What this error means

request failed: Get "http://registry.ollama.ai/v2/...": dial tcp: connect: connection refused is a Ollama failure pattern reported for developers trying to fix ollama ignoring http_proxy environment variable when downloading models that use plain http manifests, causing connection refused behind proxies. Based on the imported evidence, treat this as a tool-specific troubleshooting page rather than a generic API error.

Why this happens

ollama/ollama#15358 — Ollama deployed behind proxy cannot download models using plain HTTP manifests because it ignores http_proxy settings. HTTPS manifests work fine. Affects enterprise/corporate deployments. Category mapping: Ollama → Ollama (exact mapping).

Common causes

  • ollama/ollama#15358 — Ollama deployed behind proxy cannot download models using plain HTTP manifests because it ignores http_proxy settings. HTTPS manifests work fine. Affects enterprise/corporate deployments. Category mapping: Ollama → Ollama (exact mapping).

Quick fixes

  1. Confirm the exact error signature matches request failed: Get "http://registry.ollama.ai/v2/...": dial tcp: connect: connection refused.
  2. Check the Ollama account, local tool state, and provider configuration involved in the failing workflow.
  3. Reduce request pressure, check quota or plan limits, and retry with backoff instead of immediate repeated requests.

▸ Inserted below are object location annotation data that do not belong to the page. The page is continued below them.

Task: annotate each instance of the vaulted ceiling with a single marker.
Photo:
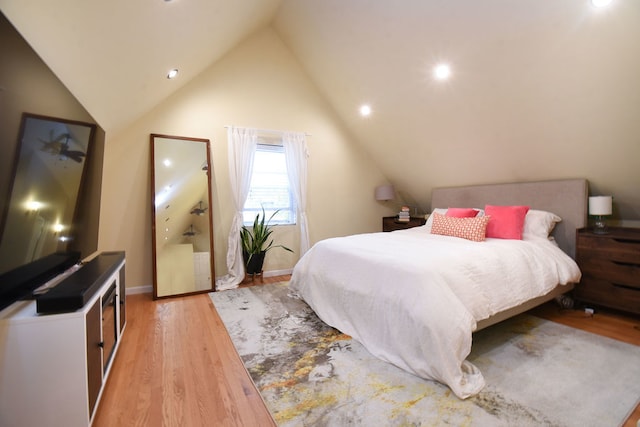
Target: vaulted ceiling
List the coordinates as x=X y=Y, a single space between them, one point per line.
x=560 y=72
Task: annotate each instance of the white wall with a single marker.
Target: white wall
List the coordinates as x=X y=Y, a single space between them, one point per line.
x=259 y=84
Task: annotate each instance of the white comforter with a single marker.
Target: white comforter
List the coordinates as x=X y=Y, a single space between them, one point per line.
x=413 y=298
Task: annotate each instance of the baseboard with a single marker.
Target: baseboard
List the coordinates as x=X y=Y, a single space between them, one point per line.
x=140 y=290
x=147 y=289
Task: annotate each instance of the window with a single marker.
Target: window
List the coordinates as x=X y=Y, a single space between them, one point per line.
x=270 y=187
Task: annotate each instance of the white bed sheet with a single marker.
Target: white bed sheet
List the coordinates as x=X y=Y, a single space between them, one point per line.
x=413 y=298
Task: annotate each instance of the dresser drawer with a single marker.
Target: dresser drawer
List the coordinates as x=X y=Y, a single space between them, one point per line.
x=622 y=272
x=615 y=246
x=608 y=294
x=610 y=266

Platform/tool-specific checks

  • Verify the command, editor, extension, or API client that produced the error.
  • Compare local settings with CI, deployment, or editor-level settings when the error appears in only one environment.
  • Avoid deleting credentials, local model data, or project settings until the failing scope is clear.

Step-by-step troubleshooting

  1. Capture the exact error message and the command, editor action, or request that triggered it.
  2. Check whether the failure is account/auth, quota/rate, model/provider, local runtime, or deployment configuration.
  3. Review the source evidence below and compare it with your environment.
  4. Apply one change at a time and rerun the smallest failing action.
  5. Keep the working fix documented for the team or deployment environment.

How to prevent it

  • Keep provider/tool configuration documented.
  • Record non-secret diagnostics such as tool version, provider name, model name, and command path.
  • Add a lightweight check before CI or production workflows depend on the tool.